Ha pasado lo mismo. Las organizaciones de inmigrantes argentinos en Madrid (donde vivo desde hace muchos años), podríamos decir que no existen o no las tiene en cuenta el que llega. ¿Por qué? Porque es un colectivo que no necesita en lo fundamental de instrumentos de colaboración y apoyo. Esto se explica por el origen social del que hablamos antes.
Además es muy importante saber cuál es la concepción que tenemos acerca del papel de uno en el mundo. En el Congreso sobre Gestión de la Diversidad, realizado recientemente en Almería, lo vimos con la exposición de un argentino. Los otros representantes de varios colectivos hablaban para quejarse que les iba mal acá, sin preguntarse o recordar cómo les iba en su tierra y porqué emigraron.
El inmigrante argentino, que tiene un restaurante en el centro de Mallorca, vino a decir más o menos, según recuerdo, que.. .”Yo se que aquí tengo menos ayuda porque no tengo el grupo social para que me apoye, pero tengo que salir adelante. No ando llorando por las esquinas. Es más, agradezco las facilidades que me brindan. Soy conciente que tengo más dificultades que el español y no es porque haya racimo… es que el otro tiene los contactos, el conocimiento, todo cuanto le viene desde generaciones atrás”.

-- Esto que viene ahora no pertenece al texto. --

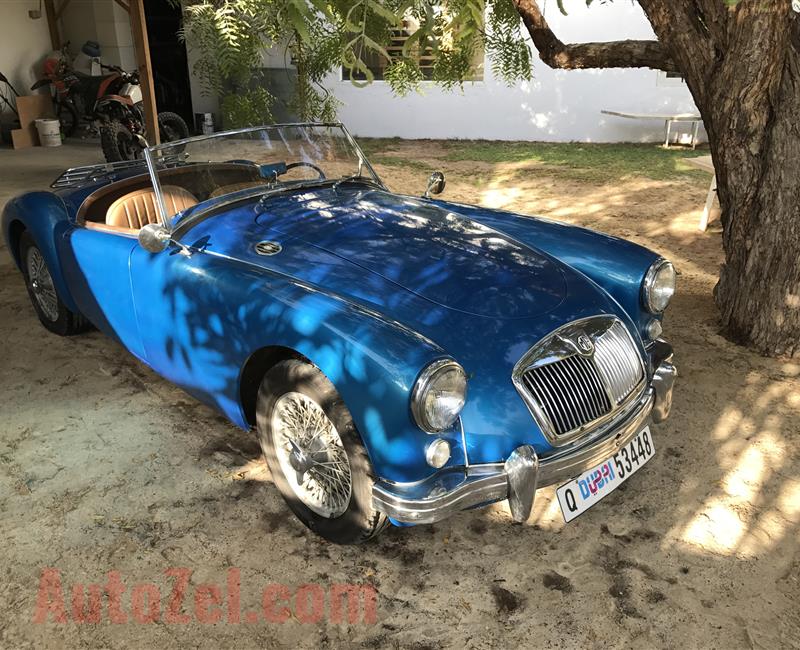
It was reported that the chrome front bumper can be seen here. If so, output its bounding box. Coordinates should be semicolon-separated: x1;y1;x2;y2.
372;357;677;524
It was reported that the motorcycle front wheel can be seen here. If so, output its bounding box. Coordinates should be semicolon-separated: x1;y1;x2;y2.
158;111;189;143
100;120;142;162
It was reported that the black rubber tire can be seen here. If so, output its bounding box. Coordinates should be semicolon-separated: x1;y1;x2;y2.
256;359;388;544
158;111;189;143
19;232;91;336
100;120;143;162
58;102;81;138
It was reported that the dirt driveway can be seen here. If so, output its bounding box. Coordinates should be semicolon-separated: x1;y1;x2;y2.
0;143;800;648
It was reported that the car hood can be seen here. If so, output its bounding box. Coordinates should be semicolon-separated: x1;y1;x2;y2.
256;189;567;318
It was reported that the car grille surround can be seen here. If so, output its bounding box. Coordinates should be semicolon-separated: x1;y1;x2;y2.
513;316;645;445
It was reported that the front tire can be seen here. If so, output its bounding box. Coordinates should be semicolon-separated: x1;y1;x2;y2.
19;232;89;336
257;359;388;544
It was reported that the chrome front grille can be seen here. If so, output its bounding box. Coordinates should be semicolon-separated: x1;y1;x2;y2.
513;316;644;444
522;355;611;436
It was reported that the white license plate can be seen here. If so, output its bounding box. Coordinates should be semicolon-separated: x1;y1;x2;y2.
556;427;656;522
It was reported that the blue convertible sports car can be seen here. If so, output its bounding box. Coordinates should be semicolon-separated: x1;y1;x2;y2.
2;124;676;543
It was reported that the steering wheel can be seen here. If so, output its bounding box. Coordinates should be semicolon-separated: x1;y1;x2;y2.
286;160;327;181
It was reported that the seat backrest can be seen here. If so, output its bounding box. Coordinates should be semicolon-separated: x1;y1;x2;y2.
106;185;197;230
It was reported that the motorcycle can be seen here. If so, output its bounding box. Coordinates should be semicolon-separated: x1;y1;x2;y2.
32;46;189;162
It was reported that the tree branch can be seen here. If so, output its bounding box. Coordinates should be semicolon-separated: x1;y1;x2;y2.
512;0;678;72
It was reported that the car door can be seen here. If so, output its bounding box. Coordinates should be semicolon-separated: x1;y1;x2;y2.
59;225;145;360
131;238;249;420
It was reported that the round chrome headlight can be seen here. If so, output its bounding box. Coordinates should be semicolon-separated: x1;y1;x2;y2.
642;259;675;314
411;359;467;433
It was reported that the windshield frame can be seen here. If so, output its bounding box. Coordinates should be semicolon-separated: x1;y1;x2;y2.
144;122;387;232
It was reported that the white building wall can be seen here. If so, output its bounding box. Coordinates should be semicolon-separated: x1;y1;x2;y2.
326;0;696;142
0;0;51;95
61;0;136;70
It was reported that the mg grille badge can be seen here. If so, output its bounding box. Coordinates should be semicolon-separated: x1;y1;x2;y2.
575;334;594;356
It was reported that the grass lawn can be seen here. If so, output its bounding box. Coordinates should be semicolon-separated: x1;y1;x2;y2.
359;138;708;183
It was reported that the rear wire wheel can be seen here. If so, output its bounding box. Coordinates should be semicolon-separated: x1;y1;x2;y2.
19;232;90;336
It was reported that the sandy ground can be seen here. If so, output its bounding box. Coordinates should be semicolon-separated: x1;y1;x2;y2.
0;143;800;648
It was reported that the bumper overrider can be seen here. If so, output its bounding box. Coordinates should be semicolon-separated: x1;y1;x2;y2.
372;341;677;524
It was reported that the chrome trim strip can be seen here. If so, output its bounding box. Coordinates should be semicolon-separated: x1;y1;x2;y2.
372;389;654;524
144;149;172;231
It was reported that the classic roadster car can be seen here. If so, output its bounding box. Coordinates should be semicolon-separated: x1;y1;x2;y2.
2;124;676;543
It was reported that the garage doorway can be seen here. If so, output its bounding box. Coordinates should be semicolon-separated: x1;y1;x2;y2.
144;0;194;128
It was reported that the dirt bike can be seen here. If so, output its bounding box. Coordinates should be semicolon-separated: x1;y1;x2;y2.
32;46;189;162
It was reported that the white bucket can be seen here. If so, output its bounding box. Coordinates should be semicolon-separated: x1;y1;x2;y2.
36;118;61;147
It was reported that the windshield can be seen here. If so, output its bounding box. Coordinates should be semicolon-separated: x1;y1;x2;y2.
147;124;382;223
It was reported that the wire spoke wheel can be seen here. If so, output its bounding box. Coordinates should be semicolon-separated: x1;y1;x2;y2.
26;248;58;322
271;392;353;519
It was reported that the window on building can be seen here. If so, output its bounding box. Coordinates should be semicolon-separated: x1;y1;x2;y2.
342;19;483;81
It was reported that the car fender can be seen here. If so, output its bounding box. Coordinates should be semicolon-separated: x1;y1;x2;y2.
2;192;78;312
441;202;661;335
132;249;464;482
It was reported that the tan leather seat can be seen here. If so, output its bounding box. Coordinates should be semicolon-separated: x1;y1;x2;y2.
106;185;197;230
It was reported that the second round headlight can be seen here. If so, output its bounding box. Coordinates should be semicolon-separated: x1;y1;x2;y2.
642;259;675;314
411;359;467;433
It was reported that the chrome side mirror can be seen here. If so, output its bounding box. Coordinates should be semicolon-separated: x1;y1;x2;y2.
138;223;170;253
422;172;445;199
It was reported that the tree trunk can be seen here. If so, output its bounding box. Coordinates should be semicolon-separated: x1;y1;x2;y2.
640;0;800;356
512;0;800;356
712;50;800;356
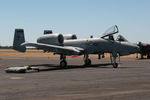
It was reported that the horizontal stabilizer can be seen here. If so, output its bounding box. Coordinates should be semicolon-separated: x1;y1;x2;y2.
116;35;128;42
101;25;119;38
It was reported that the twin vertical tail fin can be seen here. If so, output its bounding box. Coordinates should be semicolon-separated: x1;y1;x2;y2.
13;29;26;52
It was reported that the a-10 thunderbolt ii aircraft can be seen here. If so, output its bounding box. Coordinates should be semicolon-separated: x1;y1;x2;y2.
13;25;139;68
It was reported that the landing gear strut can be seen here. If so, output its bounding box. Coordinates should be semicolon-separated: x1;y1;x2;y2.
84;55;91;66
60;54;67;68
113;57;118;68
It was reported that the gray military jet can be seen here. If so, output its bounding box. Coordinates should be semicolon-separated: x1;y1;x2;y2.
13;25;139;68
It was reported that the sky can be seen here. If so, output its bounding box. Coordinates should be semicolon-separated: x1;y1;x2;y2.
0;0;150;46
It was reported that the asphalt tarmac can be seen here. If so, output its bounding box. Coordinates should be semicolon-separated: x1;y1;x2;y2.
0;57;150;100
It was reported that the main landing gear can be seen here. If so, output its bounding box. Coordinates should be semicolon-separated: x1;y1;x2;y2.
84;55;91;66
113;57;118;68
60;55;67;68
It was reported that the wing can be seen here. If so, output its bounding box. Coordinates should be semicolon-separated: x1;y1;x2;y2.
21;43;84;55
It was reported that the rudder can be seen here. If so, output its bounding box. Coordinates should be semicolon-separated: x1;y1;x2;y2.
13;29;26;52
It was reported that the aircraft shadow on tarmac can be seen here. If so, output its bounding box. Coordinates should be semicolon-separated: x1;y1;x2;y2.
29;63;125;71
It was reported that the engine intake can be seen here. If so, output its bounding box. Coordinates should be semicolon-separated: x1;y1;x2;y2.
37;34;64;45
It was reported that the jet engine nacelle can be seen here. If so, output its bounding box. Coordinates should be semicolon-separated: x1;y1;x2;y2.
63;34;77;40
37;34;64;45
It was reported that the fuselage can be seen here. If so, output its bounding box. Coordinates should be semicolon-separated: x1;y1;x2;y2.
64;38;139;55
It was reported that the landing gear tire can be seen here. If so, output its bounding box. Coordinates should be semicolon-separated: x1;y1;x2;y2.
84;59;91;66
113;63;118;68
60;60;67;68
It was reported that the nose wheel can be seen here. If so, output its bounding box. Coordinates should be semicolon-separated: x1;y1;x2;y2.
84;54;91;66
113;63;118;68
60;60;67;68
84;59;91;66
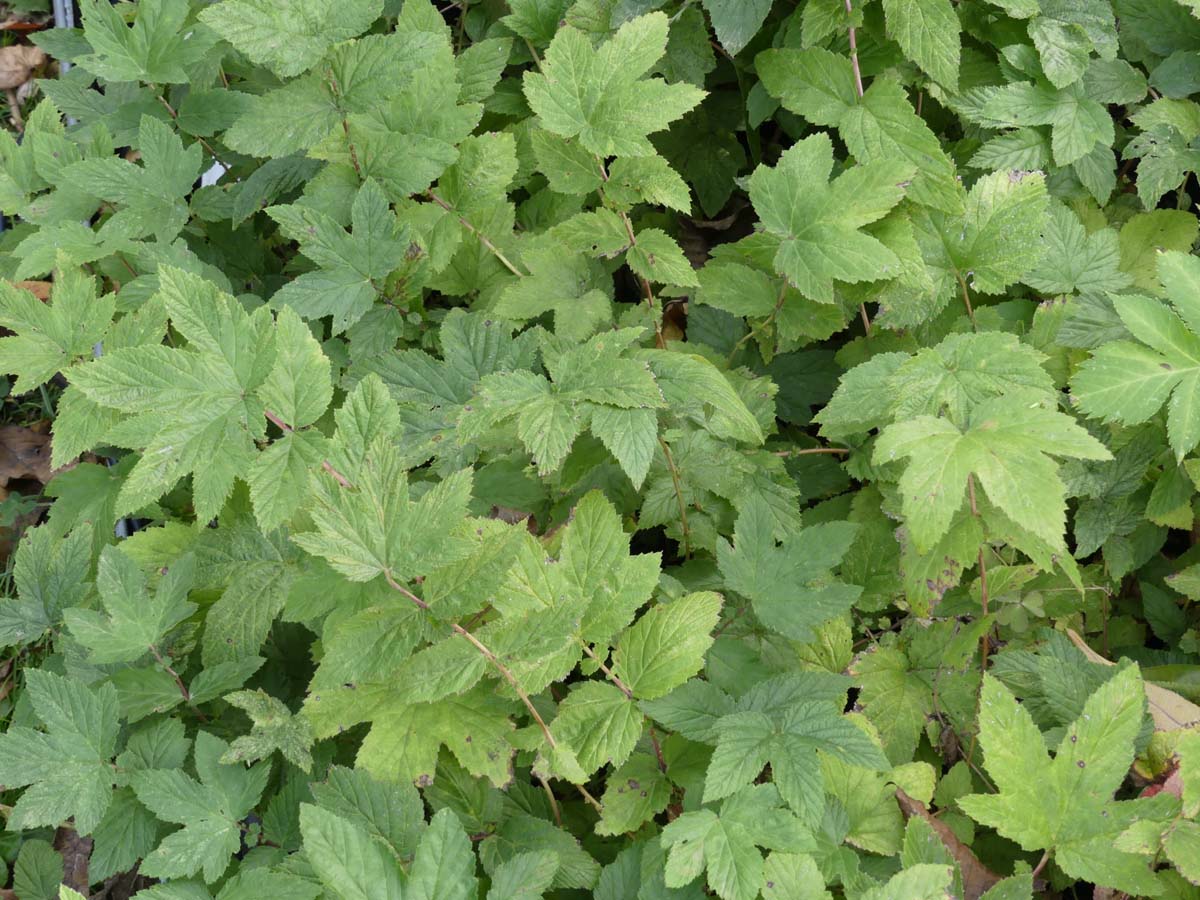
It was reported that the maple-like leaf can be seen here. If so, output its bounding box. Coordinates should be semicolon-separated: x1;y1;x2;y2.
872;395;1111;552
958;665;1159;895
716;498;862;641
524;12;704;157
1072;251;1200;460
750;133;916;304
69;266;275;521
0;670;120;834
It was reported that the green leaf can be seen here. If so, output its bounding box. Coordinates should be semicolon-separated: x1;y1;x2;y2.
404;809;479;900
300;803;403;900
221;689;312;772
550;682;642;780
258;307;334;428
863;863;954;900
703;0;772;56
12;839;64;900
199;0;383;80
662;785;814;900
596;752;671;836
0;670;120;834
292;440;470;582
704;702;888;826
1072;251;1200;460
65;547;196;664
131;731;271;883
267;180;412;332
958;666;1159;894
74;0;217;84
626;228;700;287
524;12;704;157
750;134;914;304
0;526;91;647
61;116;202;243
872;396;1111;552
487;850;558;900
0;268;116;394
716;498;862;641
755;55;962;214
592;407;659;488
973;82;1114;166
71;266;275;521
613;593;721;700
883;0;961;90
1021;205;1133;294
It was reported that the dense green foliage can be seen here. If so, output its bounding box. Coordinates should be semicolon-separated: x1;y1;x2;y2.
0;0;1200;900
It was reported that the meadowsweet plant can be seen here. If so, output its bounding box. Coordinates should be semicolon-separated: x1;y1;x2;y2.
0;0;1200;900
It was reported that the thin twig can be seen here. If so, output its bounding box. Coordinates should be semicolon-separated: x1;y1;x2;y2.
659;438;691;559
383;569;602;812
156;94;229;172
772;446;850;456
577;637;634;700
325;68;362;181
650;725;667;773
846;0;863;97
967;475;990;672
538;776;563;828
596;156;667;349
263;409;354;487
954;270;979;331
846;0;871;337
725;278;787;366
150;644;192;703
425;191;524;278
1030;848;1050;878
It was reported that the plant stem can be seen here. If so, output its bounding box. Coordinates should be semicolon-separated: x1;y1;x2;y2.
325;68;362;181
954;270;979;331
263;409;354;487
150;644;209;722
725;278;787;366
538;778;563;828
774;446;850;456
596;156;667;349
383;578;601;812
425;190;524;278
967;475;988;672
1030;848;1050;878
576;637;634;700
650;725;667;773
152;94;229;172
846;0;863;97
659;438;691;559
846;0;871;337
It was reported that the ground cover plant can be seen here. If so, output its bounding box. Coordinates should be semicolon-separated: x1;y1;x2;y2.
0;0;1200;900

En esta segunda etapa ha pasado lo mismo… el colectivo argentino por origen histórico está mucho más preparado para la globalización. Eso no quiere decir que no se mantengan los vínculos y que no se mantenga el interés por lo que pasa, sufre o goza el país de origen.
Desde el punto de vista de la comunicación y de la información se ven necesitados de tener puntos de encuentro que nos permitan alimentar la nostalgia que aprendimos a sentir a partir de nuestros abuelos y que está reflejada en el tango, la literatura, el teatro, el cine y en nuestras charlas de amigos.
¿Y allá, que ha pasado?
En Argentina no podemos hablar de integración sino de fusión, en términos reales. La integración es un fenómeno donde deben participar dos. No es la integración solo del que viene.
Los argentinos somos italianos. Es cierto, pero no somos iguales a los italianos, somos argentinos. Los argentinos somos españoles. Sí, pero no somos iguales a los españoles. Ni somos iguales a los sirios libaneses aunque seamos nietos de ellos. O a los judíos o suizos alemanes. Pero no somos ni uno ni otro porque, de la mezcla total, salieron los argentinos.
La integración allá fue diferente, porque los abuelos cortaron lazos y apenas si sabemos en algunos casos de donde habían venido. Les importaba muy poco recordarlo. Con las dificultades de la comunicación, no se mantuvo la relación con su tierra.
La hija mayor de mi abuelo López, contaba que las cartas que enviaban a los parientes desde Argentina, explicándoles todo sobre el país, como vivían, que hacían y cómo los ayudarían si decidían emigrar, a esas cartas, aquí en España los familiares las identificaban como las “cartas de llamada”.